OK, enough of that; on to problem area number 2. I was recently helping a StackOverflow user massage some output from a vegan function into a format suitable for plotting with ggplot2. There, the aim was to go from this:
Group.1 S.obs se.obs S.chao1 se.chao1 Cliona celata complex 499.7143 59.32867 850.6860 65.16366 Cliona viridis 285.5000 51.68736 462.5465 45.57289 Dysidea fragilis 358.6667 61.03096 701.7499 73.82693 Phorbas fictitius 525.9167 24.66763 853.3261 57.73494
Group.1 var S se 1 Cliona celata complex chao1 850.6860 65.16366 2 Cliona celata complex obs 499.7143 59.32867 3 Cliona viridis chao1 462.5465 45.57289 4 Cliona viridis obs 285.5000 51.68736 5 Dysidea fragilis chao1 701.7499 73.82693 6 Dysidea fragilis obs 358.6667 61.03096 7 Phorbas fictitius chao1 853.3261 57.73494 8 Phorbas fictitius obs 525.9167 24.66763
(or at least something pretty close it) so that the required dynamite plot (yes, yes, I know!) could be produced.
A little fiddling with reshape2 suggested this wasn’t something that it would handle gracefully (I may well be wrong here; I’m not familiar that particular package) and having recalled some details of Hadley’s tidyr package I felt that it would be more suited to the problem at hand. Not having used tidyr I proceeded to CRAN to grab the manual and look at any vignettes that might help me with understanding how to solve this particular problem. Thankfully, Hadley is a conscientious R package maintainer and there was a rather nice HTML-rendered version of the vignette right there on CRAN for me to peruse. The only downside to this was all the example code used pipes.
The very first usage example is (or was, depending on when you are reading this)
library(tidyr) library(dplyr) preg2 <- preg %>% gather(treatment, n, treatmenta:treatmentb) %>% mutate(treatment = gsub("treatment", "", treatment)) %>% arrange(name, treatment) preg2
Innocuous enough I guess, until you realise that I“m also reading the manual which has usage that doesn’t involve pipes and that Hadley isn’t naming the arguments in the calls here.
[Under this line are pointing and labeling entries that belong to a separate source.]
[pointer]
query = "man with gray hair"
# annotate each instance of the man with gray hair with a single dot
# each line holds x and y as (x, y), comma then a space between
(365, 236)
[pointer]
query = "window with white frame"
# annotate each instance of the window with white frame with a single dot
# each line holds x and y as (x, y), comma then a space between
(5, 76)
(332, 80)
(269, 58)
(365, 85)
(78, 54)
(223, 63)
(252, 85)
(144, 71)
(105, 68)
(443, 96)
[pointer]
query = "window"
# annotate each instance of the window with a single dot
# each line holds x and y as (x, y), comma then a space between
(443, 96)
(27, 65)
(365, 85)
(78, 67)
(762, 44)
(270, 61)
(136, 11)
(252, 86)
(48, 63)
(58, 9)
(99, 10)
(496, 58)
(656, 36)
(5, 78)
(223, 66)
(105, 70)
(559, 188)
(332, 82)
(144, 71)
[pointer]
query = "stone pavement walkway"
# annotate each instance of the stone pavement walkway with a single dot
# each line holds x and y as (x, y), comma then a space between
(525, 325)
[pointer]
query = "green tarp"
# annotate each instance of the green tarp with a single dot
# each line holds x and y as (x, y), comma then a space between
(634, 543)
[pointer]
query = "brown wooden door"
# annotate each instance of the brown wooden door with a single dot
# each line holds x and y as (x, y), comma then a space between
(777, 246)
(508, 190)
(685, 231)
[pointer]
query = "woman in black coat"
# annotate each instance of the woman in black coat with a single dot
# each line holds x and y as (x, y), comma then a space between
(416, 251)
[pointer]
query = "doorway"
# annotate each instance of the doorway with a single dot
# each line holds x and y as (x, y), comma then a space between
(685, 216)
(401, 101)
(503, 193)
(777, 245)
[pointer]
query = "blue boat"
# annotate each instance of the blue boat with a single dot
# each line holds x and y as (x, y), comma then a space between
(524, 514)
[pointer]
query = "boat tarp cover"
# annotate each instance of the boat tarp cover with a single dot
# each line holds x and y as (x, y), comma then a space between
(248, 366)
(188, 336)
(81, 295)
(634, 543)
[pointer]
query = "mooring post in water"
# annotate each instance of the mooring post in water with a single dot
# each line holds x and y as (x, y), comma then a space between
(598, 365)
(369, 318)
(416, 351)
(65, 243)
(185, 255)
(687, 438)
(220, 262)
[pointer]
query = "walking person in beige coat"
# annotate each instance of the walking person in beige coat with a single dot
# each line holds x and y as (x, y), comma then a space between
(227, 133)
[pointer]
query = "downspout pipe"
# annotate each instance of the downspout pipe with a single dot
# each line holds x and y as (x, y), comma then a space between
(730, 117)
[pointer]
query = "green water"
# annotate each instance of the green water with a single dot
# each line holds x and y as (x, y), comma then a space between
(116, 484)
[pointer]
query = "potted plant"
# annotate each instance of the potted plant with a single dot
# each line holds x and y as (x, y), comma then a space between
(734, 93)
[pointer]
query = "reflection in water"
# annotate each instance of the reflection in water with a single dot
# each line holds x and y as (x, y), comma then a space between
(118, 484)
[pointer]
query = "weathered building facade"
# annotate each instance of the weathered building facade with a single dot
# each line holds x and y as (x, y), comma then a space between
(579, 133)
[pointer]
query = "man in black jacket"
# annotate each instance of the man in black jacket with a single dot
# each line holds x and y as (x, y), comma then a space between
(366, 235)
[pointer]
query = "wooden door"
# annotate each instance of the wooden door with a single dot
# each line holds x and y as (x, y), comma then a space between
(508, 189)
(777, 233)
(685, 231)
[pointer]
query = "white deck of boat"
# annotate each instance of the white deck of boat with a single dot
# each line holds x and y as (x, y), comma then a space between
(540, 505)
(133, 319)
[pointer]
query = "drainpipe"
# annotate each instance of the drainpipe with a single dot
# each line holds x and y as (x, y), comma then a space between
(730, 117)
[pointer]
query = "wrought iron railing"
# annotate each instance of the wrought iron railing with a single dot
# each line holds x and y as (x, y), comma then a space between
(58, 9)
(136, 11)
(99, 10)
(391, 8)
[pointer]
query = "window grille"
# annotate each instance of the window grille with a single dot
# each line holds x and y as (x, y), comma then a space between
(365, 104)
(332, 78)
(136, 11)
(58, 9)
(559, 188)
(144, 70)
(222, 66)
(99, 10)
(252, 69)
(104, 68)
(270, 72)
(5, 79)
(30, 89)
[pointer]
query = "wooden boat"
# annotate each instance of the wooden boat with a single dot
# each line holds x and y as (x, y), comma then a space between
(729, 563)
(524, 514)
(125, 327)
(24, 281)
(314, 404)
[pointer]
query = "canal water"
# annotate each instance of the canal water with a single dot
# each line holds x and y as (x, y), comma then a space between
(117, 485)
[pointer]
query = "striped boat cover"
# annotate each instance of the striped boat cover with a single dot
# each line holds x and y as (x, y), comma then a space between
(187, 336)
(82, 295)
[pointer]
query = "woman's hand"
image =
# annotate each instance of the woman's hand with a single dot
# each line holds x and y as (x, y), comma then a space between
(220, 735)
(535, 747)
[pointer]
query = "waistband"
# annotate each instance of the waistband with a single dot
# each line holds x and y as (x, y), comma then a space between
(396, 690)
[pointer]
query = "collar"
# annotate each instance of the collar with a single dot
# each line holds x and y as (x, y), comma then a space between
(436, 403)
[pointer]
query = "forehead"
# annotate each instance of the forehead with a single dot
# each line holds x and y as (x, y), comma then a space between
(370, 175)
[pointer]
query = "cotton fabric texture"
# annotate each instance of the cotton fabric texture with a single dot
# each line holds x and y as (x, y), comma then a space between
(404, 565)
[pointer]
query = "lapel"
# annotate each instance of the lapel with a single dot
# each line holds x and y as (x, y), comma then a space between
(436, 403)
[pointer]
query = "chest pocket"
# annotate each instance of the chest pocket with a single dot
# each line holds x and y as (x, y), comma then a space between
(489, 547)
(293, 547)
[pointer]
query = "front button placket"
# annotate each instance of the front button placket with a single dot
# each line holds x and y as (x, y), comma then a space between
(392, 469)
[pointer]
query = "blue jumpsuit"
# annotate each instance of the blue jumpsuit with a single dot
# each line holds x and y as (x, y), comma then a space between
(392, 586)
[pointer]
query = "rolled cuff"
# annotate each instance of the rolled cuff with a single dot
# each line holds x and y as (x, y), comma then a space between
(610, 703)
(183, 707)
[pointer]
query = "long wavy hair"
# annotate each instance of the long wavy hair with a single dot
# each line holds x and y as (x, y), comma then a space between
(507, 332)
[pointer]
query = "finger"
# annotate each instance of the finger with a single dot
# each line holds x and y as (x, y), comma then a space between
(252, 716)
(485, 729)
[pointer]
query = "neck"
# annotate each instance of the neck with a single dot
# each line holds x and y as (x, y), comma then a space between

Now I am having to grok what is being passed, and where, by the pipes, whilst trying to match the usage shown in the example snippet with the arguments in the manual. I might be old-school but yes, I do read the manual.
The point I’m trying to make here with my little anecdote is this; what point did the use of the pipe serve here? How am I as a user new to the package helped by Hadley also using the pipe? In my case I wasn’t; in fact it made it somewhat trickier to understand what went where, what the actual tidyr calls were etc. Now I fully understand that Hadley finds the pipe operator to be very expressive for data analysis, and who am I to argue with that? Where I would raise an issue is that if you are writing introductory example code, don’t force your users to have to grapple with two new concepts at once, at least not in the first few examples.
I don’t want to beat on Hadley over this; it’s just that this was a prime example of where the use of the pipe was obfuscatory not revelatory, for me at least.
So yes, I am a curmudgeonly old fart, but this old dog can learn new tricks. Convince me I’m wrong here cause I really do want to like the pipe; my Granddad smoked one and I have fond memories of the smell and, well, all the cool kids are using the pipe so it must be good, right?